Ideally that would be best done at the domain level with Software
Restriction Policies and Group Policy restrictions found in user
configuration/administrative templates. You still can configure Software
Restriction Policies [assuming not enforced at the domain level] on that
computer and local Group Policy. By default SRP will apply to all users
other than local administrators but Group Policy will apply to all users.
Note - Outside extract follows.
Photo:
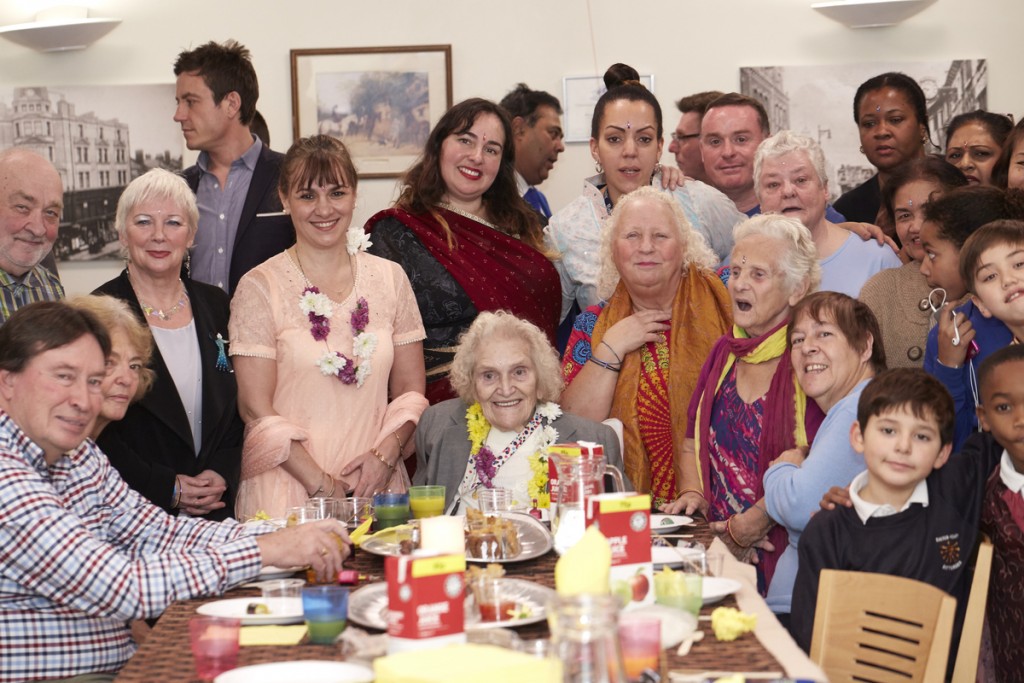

You could configure Group Policy the way you want and then give your account
deny read permissions to the \Windows\system32\group policy\user folder and
then the GP will not apply to you but you would have to give yourself read
permissions to edit GP again. If you do configure local Group Policy be
careful to not lock yourself out of being able to do what you need. Local
Group Policy can be opened via gpedit.msc and Local Security Policy via
secpol.msc. Though not really designed for domain computers the Shared
Computer Toolkit may do what you want and is worth a look at and then you
could use ntfs permissions to restrict what a user could run in the program
files folder. If you do use SCT you will lose the flexibility of local
Group Policy and more fine control of Software Restriction Polices. The
links below explain further. --- Steve

http://www.microsoft.com/technet/prodtechnol/winxppro/maintain/rstrplcy.mspx
--- XP Software Restriction Policies
http://support.microsoft.com/?kbid=310791 --- more SRP
http://www.microsoft.com/windowsxp/sharedaccess/overview.mspx --- Shared
Computer Toolkit

My current problem is that I don't have administrator access to the domain
but I do have Admin access to the machine I need to restrict. Bascially I
have a list of domain accounts that can access the computer. (I already
know
how to restrict who can log in) What I need to do is only allow those
people
who I've allowed to login to run a few specified programs and they cannot
have access to control panel, display properties, etc.. Basically this is
going to be a terminal for a custom application that we have deployed.